There are a variety of reasons that a certain industry could be performing or behaving the way it is. Hence, we ranked each industry by sales growth, net profit margin, debt/EBITDA and net profit growth to paint as complete a picture as possible. High sales growth is great, but a low net profit margin would indicate that expenditures are also high. A low debt/EBITDA is also appealing, but low sales growth would likely indicate a low revenue and low expenditure industry.
Before starting a business, it's therefore crucial to study each market more closely.
Our findings are based on data from the financial information company Sageworks. Although the data is exclusive and limited to the private companies within Sageworks's database, it lists a margin of error of around 0.77%, meaning the data has proven to be fairly accurate in the past. Since we're using the data to provide directional recommendations, we're convinced the data is more than accurate enough for our particular intentions. In addition, we also used data published by the Federal Reserve Bank of New York.
We also utilized data from S&P Market Intelligence to compile a view of total sales revenue recognized across each of these industries in 2017.
Sales Growth: Sales growth indicates whether the industry is growing in terms of revenue year over year. Volatile sales growth could be indicative of unpredictable revenue streams.
Net Profit Margin: Net profit margin is crucial, as it helps illustrate the actual profitability of each industry.

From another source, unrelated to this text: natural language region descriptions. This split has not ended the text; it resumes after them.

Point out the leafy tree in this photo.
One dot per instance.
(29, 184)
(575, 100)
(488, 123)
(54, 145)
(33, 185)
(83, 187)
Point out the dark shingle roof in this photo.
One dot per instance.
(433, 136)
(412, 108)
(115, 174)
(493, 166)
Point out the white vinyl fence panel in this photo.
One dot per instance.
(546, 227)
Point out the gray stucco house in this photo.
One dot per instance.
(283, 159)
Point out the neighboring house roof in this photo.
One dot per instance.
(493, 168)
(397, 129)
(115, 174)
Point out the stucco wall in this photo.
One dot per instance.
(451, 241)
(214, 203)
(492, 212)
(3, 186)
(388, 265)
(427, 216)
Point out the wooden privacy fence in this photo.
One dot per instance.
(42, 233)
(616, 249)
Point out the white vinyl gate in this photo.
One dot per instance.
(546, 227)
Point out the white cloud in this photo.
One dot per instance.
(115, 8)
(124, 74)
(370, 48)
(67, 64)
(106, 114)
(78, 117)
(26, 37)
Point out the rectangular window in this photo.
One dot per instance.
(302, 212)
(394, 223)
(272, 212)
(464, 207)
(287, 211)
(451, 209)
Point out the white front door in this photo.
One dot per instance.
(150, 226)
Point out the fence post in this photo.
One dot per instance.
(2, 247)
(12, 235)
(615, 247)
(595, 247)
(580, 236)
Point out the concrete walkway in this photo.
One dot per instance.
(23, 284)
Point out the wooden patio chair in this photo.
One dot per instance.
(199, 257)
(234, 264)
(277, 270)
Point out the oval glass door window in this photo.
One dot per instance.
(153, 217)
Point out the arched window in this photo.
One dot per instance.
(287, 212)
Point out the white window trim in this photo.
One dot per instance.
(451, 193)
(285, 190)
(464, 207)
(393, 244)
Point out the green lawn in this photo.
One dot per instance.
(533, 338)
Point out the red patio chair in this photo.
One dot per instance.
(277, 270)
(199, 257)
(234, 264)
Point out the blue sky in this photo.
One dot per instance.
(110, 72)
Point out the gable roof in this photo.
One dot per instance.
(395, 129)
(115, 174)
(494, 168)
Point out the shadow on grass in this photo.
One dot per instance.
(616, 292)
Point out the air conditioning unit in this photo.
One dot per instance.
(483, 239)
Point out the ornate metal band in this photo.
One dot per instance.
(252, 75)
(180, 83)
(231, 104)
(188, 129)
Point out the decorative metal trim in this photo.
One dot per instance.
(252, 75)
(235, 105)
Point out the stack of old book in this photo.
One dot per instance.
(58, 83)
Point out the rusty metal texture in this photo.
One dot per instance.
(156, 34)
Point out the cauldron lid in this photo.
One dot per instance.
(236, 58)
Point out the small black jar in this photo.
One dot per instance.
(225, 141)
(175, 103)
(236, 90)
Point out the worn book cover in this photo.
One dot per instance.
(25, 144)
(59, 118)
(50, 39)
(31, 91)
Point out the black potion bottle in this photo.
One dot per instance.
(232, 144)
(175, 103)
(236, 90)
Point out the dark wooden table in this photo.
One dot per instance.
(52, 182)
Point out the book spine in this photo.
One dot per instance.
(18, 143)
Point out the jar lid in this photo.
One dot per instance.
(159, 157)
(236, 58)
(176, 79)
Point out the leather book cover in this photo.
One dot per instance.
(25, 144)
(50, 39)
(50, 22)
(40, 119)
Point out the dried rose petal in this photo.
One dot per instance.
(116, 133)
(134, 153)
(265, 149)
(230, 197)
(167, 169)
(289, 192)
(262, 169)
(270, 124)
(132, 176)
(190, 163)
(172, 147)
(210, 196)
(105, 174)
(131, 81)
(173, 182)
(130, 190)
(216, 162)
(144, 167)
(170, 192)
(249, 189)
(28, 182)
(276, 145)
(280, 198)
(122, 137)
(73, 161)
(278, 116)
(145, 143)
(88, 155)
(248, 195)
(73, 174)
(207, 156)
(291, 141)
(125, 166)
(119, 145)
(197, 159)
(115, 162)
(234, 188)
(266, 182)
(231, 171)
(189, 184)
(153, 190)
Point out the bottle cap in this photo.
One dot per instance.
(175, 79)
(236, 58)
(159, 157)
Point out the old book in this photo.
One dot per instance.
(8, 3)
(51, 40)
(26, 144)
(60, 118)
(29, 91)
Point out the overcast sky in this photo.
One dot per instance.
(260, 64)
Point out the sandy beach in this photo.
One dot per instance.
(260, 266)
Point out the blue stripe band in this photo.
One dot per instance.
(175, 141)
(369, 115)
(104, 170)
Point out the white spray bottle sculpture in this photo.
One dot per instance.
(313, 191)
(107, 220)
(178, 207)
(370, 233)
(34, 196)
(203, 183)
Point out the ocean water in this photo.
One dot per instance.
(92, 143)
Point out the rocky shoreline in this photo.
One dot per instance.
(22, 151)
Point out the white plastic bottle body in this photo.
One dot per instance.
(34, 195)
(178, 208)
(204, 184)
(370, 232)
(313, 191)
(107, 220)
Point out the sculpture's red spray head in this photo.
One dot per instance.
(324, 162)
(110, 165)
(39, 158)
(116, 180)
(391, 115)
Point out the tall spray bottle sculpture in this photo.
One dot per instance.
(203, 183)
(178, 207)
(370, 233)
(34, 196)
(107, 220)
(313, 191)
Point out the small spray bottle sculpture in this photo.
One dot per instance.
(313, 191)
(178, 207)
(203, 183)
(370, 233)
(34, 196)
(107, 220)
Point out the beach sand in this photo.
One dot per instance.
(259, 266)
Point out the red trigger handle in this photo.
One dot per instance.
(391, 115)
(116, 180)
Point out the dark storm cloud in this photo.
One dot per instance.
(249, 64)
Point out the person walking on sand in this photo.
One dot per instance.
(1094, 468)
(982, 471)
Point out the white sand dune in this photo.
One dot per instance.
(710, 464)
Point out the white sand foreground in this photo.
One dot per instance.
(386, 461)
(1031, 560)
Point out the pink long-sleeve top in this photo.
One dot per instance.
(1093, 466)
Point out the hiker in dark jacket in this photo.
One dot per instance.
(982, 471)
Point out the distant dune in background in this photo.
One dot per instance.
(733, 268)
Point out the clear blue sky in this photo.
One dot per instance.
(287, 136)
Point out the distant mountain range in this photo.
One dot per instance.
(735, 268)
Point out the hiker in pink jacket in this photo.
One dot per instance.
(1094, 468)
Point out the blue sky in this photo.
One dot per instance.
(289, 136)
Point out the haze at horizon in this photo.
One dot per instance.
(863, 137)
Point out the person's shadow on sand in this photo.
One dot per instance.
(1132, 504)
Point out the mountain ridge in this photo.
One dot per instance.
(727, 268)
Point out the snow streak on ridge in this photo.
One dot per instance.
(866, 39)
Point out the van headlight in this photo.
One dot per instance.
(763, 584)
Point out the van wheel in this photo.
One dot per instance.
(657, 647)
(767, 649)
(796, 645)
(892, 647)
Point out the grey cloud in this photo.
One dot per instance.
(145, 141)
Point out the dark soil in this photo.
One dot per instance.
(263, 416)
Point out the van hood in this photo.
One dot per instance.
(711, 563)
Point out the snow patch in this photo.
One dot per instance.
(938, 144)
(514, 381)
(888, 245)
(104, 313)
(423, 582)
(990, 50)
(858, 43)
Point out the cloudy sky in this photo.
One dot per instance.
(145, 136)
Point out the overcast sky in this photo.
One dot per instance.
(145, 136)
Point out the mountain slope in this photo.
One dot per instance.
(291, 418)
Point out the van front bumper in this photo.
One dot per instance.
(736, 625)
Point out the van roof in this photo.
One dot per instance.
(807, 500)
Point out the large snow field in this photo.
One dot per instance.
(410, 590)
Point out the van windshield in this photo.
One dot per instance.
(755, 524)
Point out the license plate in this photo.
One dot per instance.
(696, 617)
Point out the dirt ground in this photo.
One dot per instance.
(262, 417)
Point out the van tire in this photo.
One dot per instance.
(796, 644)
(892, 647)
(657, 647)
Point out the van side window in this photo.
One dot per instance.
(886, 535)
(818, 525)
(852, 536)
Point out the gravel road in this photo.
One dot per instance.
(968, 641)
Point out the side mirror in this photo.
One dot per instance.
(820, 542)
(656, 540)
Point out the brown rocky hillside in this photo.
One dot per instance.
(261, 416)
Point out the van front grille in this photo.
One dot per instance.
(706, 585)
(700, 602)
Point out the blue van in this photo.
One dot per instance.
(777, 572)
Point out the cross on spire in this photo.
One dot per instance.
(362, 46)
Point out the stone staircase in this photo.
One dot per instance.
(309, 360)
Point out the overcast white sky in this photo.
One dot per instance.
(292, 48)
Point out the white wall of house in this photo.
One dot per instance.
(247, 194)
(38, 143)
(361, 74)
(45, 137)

For example, retail trade would appear to be the strongest industry if you were to only look at total sales but a closer look at the net profit margin would also tell you that the industry experiences high expenditures overall, which translates into one of the worst profit margins out of all the industries.
Debt/EBITDA: Debt/EBITDA indicates a industry's ability to pay off debt. The higher it goes, the more likely it is that the industry has a harder time paying off debt. This could be indicative of an industry's tendency to leverage debt that it can't pay off.
Net Profit Growth: Net profit growth is crucial to show whether the industry improves its profitability year over year. It is unlikely that industries would experience a massive change in this space as expenditures would all of a sudden need to drop or revenues really increase. However, this is another metric that would indicate steady growth.
Total Sales Volume: Total sales volume is helpful to give a directional sense of how large a given industry is. Total sales volume trends would also help illustrate how an industry performs over years.